I have created a local spark environment in docker. I intend to use this as part of a CICD pipeline for unit testing code executed in the spark environment. I have two scripts which I want to use: 1 will create a set of persistent spark databases and tables and the other will read those tables. Even though the tables should be persistent, they only persist in that specific spark session. If I create a new spark session, I cannot access the tables, even though it is visible in the file system. Code examples are below:

Create db and table

Create_script.py

from pyspark.sql import SparkSession
def main():
    spark = SparkSession.builder.appName('Example').getOrCreate()
    columns = ["language", "users_count"]
    data = [("Java", "20000"), ("Python", "100000"), ("Scala", "3000")]
    rdd = spark.sparkContext.parallelize(data)
    df = rdd.toDF(columns)
    spark.sql("create database if not exists schema1")
    df.write.mode("ignore").saveAsTable('schema1.table1')

Load Data

load_data.py

from pyspark.sql import SparkSession
spark = SparkSession.builder.appName('example').getOrCreate()
df = spark.sql("select * from schema1.table1")

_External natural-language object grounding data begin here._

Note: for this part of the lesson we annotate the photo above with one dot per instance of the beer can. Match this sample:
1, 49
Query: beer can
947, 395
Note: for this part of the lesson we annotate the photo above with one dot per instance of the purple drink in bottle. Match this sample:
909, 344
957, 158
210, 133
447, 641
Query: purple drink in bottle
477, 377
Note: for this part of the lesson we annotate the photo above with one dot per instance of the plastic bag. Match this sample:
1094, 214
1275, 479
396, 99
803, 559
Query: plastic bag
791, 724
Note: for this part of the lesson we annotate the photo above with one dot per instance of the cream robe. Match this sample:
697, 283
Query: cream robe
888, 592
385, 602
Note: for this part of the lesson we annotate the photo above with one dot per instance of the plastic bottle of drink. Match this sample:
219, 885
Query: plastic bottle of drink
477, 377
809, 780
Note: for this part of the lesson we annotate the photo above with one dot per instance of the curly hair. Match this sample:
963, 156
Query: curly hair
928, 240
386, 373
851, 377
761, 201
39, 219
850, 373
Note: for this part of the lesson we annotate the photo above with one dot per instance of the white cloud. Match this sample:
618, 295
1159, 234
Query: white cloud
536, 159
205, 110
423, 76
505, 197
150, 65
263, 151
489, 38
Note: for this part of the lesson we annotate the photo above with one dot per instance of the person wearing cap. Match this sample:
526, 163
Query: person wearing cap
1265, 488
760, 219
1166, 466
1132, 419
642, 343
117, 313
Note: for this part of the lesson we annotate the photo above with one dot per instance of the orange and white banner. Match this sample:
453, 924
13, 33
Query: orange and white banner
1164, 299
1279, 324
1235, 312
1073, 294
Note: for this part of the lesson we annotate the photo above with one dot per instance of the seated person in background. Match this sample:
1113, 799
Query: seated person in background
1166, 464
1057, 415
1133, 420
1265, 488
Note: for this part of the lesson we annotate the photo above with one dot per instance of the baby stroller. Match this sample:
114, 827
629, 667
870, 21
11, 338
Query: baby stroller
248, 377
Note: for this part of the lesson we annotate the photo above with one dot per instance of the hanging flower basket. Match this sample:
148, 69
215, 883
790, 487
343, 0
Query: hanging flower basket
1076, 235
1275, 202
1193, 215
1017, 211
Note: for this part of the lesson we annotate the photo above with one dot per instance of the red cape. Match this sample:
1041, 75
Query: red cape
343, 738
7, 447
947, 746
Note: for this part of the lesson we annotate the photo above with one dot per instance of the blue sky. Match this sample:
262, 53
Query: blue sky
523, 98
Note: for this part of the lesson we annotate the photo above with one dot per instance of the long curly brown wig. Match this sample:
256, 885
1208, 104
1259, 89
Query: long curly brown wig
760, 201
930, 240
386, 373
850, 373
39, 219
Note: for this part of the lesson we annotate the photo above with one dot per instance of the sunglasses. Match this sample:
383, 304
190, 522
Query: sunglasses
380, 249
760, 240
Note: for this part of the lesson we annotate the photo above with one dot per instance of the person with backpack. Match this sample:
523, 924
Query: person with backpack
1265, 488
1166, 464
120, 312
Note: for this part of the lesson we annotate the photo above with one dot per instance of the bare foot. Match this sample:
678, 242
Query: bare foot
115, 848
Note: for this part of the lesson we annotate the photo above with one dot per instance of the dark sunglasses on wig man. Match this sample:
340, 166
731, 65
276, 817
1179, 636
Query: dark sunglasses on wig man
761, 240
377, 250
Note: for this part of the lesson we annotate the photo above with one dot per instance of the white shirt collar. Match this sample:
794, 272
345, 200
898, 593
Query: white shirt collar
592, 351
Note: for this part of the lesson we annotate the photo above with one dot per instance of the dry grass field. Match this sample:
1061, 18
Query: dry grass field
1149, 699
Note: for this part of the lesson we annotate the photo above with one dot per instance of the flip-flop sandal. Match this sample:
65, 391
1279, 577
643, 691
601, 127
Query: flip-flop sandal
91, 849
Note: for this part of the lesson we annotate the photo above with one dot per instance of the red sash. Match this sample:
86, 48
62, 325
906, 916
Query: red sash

I know there is a problem as when I run this command: print(spark.catalog.listDatabases()) It can only find database default. But if I import Create_script.py then it will find schema1 db.

How do I make persistent tables across all spark sessions?

CodePudding user response：

These files in /repo/test/spark-warehouse is only data of the tables, without meta info of database/table/column.

If you don't enable Hive, Spark use an InMemoryCatalog, which is ephemeral and only for testing, only available in same spark context. This InMemoryCatalog doesn't provide any function to load db/table from file system.

So there is two way:

Columnar Format
- spark.write.orc(), write data into orc/parquet format in your Create_script.py script. orc/parquet format store column info aside with data.
- val df = spark.read.orc(), then createOrReplaceTempView if you need use it in sql.
Use Embed Hive

You don't need to install Hive, Spark can work with embed hive, just two steps.
- add spark-hive dependency. (I'm using Java which use pom.xml to manage dependencies, I don't know how to do it in pyspark)
- SparkSession.builder().enableHiveSupport()
Then data will be /repo/test/spark-warehouse/schema1.db, meta info will be /repo/test/metastore_db, which contains files of Derby db. You can read or write tables across all spark sessions.